As AI-generated art continues to evolve, creators are looking for ways to personalize their outputs — and that’s where Kohya-ss shines.
Kohya-ss is a powerful, open-source toolkit built for training custom Stable Diffusion models, especially LoRA (Low-Rank Adaptation) models. It’s become a go-to solution for AI artists who want to fine-tune image generation with minimal computing power.

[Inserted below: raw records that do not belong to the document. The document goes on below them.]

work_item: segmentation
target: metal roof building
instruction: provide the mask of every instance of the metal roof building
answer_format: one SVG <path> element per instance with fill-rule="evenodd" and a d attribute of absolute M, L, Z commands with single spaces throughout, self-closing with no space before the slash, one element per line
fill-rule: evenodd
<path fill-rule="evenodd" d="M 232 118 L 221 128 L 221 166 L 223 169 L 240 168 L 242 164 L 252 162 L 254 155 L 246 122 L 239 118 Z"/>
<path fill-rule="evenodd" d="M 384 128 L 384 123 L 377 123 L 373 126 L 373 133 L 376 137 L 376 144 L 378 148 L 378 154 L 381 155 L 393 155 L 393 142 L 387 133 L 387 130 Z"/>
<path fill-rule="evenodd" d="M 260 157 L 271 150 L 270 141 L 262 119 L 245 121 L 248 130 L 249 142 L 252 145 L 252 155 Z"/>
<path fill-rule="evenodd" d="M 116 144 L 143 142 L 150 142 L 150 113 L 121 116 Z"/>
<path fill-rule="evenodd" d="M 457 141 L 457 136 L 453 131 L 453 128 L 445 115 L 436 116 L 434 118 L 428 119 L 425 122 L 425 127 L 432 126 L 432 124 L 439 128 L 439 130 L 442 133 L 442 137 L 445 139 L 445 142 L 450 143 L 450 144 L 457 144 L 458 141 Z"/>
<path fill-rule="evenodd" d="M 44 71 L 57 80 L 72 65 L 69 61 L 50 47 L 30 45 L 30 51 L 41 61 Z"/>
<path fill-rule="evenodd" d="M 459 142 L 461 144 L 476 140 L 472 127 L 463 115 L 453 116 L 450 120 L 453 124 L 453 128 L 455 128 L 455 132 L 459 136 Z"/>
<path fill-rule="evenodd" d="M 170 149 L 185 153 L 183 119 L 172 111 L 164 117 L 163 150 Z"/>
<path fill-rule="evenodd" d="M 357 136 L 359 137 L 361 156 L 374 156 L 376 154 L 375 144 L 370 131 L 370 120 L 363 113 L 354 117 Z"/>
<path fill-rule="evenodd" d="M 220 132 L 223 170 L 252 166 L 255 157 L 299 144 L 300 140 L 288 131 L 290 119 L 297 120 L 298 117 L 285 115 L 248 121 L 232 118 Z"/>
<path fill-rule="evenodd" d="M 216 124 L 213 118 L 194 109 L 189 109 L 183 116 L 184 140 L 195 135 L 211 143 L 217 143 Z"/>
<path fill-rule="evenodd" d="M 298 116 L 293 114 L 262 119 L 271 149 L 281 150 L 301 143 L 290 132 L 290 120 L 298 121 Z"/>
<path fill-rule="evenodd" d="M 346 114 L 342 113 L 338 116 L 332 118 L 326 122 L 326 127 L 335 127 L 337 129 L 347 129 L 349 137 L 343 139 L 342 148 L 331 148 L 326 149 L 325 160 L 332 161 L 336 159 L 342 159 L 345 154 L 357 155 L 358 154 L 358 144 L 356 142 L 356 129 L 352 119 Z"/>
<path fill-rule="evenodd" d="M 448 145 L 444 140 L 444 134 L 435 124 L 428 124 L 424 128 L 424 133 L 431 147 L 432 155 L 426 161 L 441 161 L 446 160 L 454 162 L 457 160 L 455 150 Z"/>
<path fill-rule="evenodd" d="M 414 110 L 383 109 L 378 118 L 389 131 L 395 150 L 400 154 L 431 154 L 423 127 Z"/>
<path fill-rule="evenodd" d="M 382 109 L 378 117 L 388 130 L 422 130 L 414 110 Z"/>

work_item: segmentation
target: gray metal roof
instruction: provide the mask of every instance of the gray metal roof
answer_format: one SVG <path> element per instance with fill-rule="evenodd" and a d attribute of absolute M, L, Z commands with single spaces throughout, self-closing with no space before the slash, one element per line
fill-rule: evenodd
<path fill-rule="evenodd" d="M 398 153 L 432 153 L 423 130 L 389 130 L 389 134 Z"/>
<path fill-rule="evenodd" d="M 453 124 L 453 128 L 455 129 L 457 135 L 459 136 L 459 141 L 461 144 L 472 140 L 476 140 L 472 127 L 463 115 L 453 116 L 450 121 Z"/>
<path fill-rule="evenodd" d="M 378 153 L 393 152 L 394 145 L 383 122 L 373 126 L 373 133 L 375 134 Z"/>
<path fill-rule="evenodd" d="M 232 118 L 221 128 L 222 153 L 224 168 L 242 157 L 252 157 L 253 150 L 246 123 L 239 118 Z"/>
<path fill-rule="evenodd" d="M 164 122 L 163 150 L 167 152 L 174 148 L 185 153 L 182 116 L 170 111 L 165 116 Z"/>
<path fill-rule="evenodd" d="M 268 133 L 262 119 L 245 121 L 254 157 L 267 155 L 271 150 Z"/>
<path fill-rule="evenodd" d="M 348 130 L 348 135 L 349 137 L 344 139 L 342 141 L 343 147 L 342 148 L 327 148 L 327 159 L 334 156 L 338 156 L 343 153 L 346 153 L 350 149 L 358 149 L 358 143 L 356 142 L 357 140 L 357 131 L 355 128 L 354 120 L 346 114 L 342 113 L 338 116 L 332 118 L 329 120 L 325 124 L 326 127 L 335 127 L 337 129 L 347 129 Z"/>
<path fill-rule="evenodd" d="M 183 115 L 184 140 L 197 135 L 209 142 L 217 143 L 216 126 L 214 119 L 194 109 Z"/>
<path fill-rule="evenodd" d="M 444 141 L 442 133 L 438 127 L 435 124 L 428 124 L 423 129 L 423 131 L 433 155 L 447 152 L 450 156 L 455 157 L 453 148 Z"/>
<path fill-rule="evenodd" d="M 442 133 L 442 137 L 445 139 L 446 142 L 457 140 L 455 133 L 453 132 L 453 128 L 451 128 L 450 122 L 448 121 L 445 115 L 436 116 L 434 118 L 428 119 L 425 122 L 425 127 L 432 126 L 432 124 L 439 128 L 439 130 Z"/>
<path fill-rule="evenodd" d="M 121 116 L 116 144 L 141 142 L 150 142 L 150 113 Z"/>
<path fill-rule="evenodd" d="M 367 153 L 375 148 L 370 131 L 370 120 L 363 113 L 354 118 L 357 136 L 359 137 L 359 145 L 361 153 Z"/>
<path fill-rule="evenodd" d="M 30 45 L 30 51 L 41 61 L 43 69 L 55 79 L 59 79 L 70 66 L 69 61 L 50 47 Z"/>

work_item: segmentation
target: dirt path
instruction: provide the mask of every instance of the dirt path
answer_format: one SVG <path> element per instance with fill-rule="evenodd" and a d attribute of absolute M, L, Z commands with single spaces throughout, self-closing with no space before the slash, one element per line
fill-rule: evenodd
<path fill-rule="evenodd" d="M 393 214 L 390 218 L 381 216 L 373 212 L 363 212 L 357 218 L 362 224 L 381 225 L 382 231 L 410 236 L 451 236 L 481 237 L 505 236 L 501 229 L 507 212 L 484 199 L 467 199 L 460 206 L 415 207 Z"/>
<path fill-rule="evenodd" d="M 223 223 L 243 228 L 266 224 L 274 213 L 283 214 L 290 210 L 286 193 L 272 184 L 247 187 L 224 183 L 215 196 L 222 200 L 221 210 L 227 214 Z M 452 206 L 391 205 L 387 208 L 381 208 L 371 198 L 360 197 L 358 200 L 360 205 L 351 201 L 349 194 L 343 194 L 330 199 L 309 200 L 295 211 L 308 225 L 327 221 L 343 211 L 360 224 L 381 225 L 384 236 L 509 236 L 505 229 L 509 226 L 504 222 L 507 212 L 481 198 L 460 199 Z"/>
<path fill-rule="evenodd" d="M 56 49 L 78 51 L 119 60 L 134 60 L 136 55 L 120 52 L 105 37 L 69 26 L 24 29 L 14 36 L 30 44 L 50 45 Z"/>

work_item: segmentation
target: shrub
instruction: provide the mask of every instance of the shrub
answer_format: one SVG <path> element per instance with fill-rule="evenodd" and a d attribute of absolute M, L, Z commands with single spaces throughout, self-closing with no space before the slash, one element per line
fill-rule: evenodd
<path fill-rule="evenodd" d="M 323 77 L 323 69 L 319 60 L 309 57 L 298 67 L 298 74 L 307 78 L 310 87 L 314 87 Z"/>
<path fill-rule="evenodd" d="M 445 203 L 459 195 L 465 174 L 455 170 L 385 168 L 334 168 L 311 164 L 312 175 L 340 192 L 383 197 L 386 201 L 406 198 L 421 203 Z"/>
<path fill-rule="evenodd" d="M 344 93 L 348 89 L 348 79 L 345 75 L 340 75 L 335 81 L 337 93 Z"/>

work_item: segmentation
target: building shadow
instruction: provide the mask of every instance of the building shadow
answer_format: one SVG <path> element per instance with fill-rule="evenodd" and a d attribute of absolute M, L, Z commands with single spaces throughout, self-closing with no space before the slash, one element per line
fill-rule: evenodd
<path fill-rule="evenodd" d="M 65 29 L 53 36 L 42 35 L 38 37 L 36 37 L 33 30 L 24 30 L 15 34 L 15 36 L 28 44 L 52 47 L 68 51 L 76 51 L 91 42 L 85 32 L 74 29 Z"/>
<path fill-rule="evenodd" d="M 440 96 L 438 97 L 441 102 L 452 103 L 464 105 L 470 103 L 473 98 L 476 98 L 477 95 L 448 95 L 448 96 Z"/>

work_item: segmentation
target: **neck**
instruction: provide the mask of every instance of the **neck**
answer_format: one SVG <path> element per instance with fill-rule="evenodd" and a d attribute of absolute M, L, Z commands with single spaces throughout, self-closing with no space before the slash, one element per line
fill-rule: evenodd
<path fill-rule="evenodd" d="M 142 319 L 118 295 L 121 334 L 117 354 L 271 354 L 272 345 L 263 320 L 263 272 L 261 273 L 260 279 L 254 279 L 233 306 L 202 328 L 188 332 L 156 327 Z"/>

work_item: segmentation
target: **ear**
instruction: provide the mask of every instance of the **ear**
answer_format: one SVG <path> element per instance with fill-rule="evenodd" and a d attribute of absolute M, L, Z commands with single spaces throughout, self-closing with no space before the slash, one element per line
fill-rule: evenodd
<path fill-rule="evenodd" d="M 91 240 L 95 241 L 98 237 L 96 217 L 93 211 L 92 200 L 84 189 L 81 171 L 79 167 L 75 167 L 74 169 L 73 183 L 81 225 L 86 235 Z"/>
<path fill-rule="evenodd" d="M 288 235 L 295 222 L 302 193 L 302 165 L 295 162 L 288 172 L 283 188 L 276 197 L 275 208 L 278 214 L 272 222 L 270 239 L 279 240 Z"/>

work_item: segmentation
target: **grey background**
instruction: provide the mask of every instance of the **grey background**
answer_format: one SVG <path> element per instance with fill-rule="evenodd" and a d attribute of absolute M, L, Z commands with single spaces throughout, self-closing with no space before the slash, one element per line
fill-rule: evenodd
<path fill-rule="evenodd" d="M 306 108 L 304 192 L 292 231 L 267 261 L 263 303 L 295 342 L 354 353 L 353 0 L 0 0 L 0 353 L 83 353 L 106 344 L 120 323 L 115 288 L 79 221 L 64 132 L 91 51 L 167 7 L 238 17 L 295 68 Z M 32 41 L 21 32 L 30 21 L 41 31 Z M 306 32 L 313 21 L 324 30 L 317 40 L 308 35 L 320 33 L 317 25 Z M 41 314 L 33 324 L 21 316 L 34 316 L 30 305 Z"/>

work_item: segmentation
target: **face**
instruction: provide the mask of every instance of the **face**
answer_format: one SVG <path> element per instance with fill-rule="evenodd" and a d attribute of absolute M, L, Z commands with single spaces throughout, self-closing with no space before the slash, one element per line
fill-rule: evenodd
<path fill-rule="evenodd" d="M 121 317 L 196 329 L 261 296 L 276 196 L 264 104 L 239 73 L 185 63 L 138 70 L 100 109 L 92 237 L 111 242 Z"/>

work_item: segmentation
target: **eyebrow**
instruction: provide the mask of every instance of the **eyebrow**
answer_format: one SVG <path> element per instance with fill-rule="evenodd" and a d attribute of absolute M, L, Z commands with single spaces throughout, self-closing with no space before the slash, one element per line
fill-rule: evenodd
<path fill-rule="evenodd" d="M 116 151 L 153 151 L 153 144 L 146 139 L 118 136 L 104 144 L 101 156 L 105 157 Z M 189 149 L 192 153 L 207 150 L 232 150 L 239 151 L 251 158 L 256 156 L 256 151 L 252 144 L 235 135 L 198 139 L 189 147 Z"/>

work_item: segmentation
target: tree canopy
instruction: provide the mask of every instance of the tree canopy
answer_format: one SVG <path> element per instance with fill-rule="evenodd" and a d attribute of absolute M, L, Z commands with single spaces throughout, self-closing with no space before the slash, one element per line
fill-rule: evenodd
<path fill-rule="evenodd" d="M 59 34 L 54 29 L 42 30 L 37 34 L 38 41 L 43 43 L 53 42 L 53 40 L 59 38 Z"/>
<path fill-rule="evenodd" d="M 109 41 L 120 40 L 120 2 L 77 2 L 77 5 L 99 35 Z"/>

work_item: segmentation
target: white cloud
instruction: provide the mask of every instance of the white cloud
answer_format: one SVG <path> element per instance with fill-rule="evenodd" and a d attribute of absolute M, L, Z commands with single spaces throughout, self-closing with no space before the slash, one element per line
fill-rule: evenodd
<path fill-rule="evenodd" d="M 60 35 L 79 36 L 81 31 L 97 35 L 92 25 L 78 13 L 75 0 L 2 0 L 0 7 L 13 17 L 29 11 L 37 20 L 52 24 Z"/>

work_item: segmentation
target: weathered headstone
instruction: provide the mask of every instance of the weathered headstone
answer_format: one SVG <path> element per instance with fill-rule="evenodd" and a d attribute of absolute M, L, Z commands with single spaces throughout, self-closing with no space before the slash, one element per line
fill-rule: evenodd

In this blog, you’ll learn:
- 🧠 What Kohya-ss is
- 🛠️ How to install and set it up
- 🖼️ How to train your own LoRA models
- 🔁 How to use trained models with prompts
- 📦 Where to find and share your models (like Civitai)
🚀 What Is Kohya-ss?
Kohya-ss is a web-based GUI built on top of advanced AI training scripts. It simplifies the process of:
- Training LoRA models for Stable Diffusion
- Creating Textual Inversions
- Running DreamBooth or fine-tuning checkpoints
It’s ideal for:
- 🧑🎨 Artists training a model in their own style
- 📸 Photographers creating portrait-focused models
- 🎮 Designers crafting anime or game-style visuals
- 🧪 AI hobbyists experimenting with small datasets
🛠️ How to Install Kohya-ss (Windows, Linux, Mac)
🔗 Official GitHub:
https://github.com/bmaltais/kohya_ss
🧑💻 Installation Steps (for Windows):
- Install Dependencies:
- Python 3.10+
- Git
- CUDA toolkit (for NVIDIA GPU users)
- Visual Studio Build Tools
- Clone Repository:
git clone https://github.com/bmaltais/kohya_ss cd kohya_ss
- Run Setup Script:
./setup.bat
- Launch GUI:
./gui.bat
🔧 Mac/Linux users: Follow the same steps with minor tweaks (.sh
instead of .bat
, Python venv, etc.)
🎓 How to Train a LoRA Model with Kohya-ss
Step 1: Prepare Your Dataset
- Collect 10–30 high-quality images of your subject/style
- Use tools like WaifuDiffusion Tagger or [Booru taggers] to auto-tag
- Resize and crop images to 512×512 or 768×768
Step 2: Configure Training Settings
In the GUI, go to LoRA Training tab, and set:
- Model: Choose a base checkpoint (e.g.,
Stable Diffusion 1.5
) - Resolution: 512×512 (or 768×768)
- Learning rate: 1e-4 to 1e-5
- Batch size: Depends on your VRAM
- Epochs: 10–20 for starters
Step 3: Start Training
- Click “Train”
- Monitor output logs and training loss
The result will be a .safetensors
file (your LoRA model), ready to use in tools like:
- AUTOMATIC1111 Web UI
- ComfyUI
- InvokeAI
🖼️ How to Use Kohya-ss Models in Stable Diffusion
Once your LoRA is trained:
- Copy the
.safetensors
file into:/stable-diffusion-webui/models/Lora/
- In the prompt, activate your LoRA with:
<lora:model_name:0.8>
- Example prompt:
(masterpiece, 1girl, forest background, flowing dress), <lora:elven_princess:0.75>
- Adjust strength (0.6–1.0) for more/less stylistic influence
📚 Where to Find and Share LoRA Models
Upload or download your LoRA models via:
- 🌐 Civitai
- 🧠 Hugging Face
- 🖼️ ArtHub.ai
These platforms also allow you to browse example prompts, preview outputs, and rate models.
🧠 Pro Tips for Better Results
- Use captioned datasets for faster convergence
- Try textual inversion for embedding keywords into prompts
- Train style-specific LoRAs like anime, fantasy, photography, cyberpunk
- Don’t overtrain — too many epochs can cause overfitting
📈 Popular Use Cases
Use Case | Kohya-ss Advantage |
---|---|
✍️ Blog Illustrations | Train niche styles like watercolor or tech blog icons |
🎨 Digital Art Styles | Build a model in your signature artistic look |
🧑🎤 Character Modeling | Train LoRA models for fictional or real characters |
🛍️ Product Design | Conceptualize product packaging, mockups, and variations |
🧠 Final Thoughts
Kohya-ss empowers creators to take full control over how AI interprets their artistic vision. Whether you’re looking to personalize your AI art, create blog visuals, or explore fine-tuned prompts, this tool makes custom model training accessible — even for beginners.
By learning to use Kohya-ss, you’re not just generating art — you’re designing the intelligence behind it.